Ivan Segré est un philosophe et un talmudiste, deux domaines où mes connaissances sont limitées, et encore plus pour le second. Par ailleurs, je n'ai pas un regard aimable sur Alain Badiou qu'il cite ou critique (Comment oublier l'Albanie, les exactions rouges culturelles, le génocide des khmers rouges, etc ?).

C'est aussi un conteur remarquable. Il convient de lire attentivement sa vision du film Triple 9 de John Hillcoat et le récit concernant son oncle Victor – et son « irrémissible étrangeté » – pour être pris-e dans une mise en abime intellectuelle…

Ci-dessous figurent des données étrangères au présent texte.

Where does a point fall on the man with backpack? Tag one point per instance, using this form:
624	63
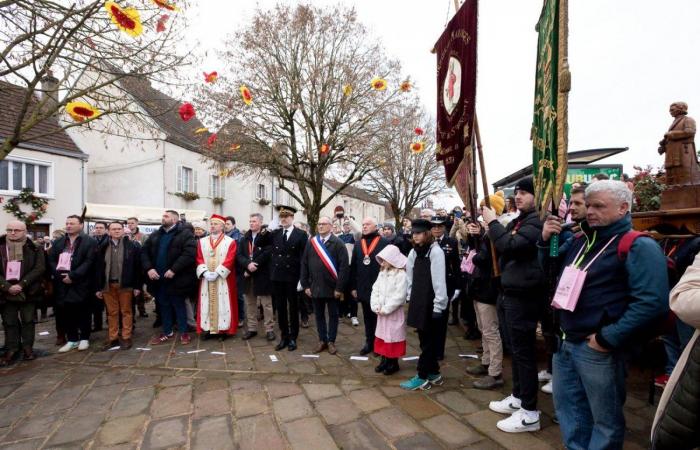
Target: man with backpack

Que la lectrice ou le lecteur partage – ou non – ses analyses ou ses conclusions politiques, elle et il seront entrainé-e-s à interroger les racines des faits sociaux étudiés et leur transcription en mots. L'auteur propose en effet une plongée radicale, dans les mots et les sens ; une forte incitation à refuser, les simplismes, le noir et blanc, les habits des pingouins de l'universel…

Reste que pour cette invitation à penser la complexité, interroger l'histoire et la politique, les prêt-à-penser sous redingote, l'auteur aurait gagné à expliquer à partir de quel point de vue situé il s'exprimait, l'avertissement et le prologue ne suffisant point.

« Si le sous-titre du livre précise le domaine d'investigation, son titre est en revanche plus énigmatique. Mais il suffira au lecteur de garder à l'esprit que le « sioniste » que j'étais, vêtu de noir et blanc dans Jérusalem enneigée, n'était peut-être pas sans ressembler, vu de loin, à un pingouin… Restait à s'approcher davantage, jusqu'à pouvoir distinguer l'homme de l'animal ».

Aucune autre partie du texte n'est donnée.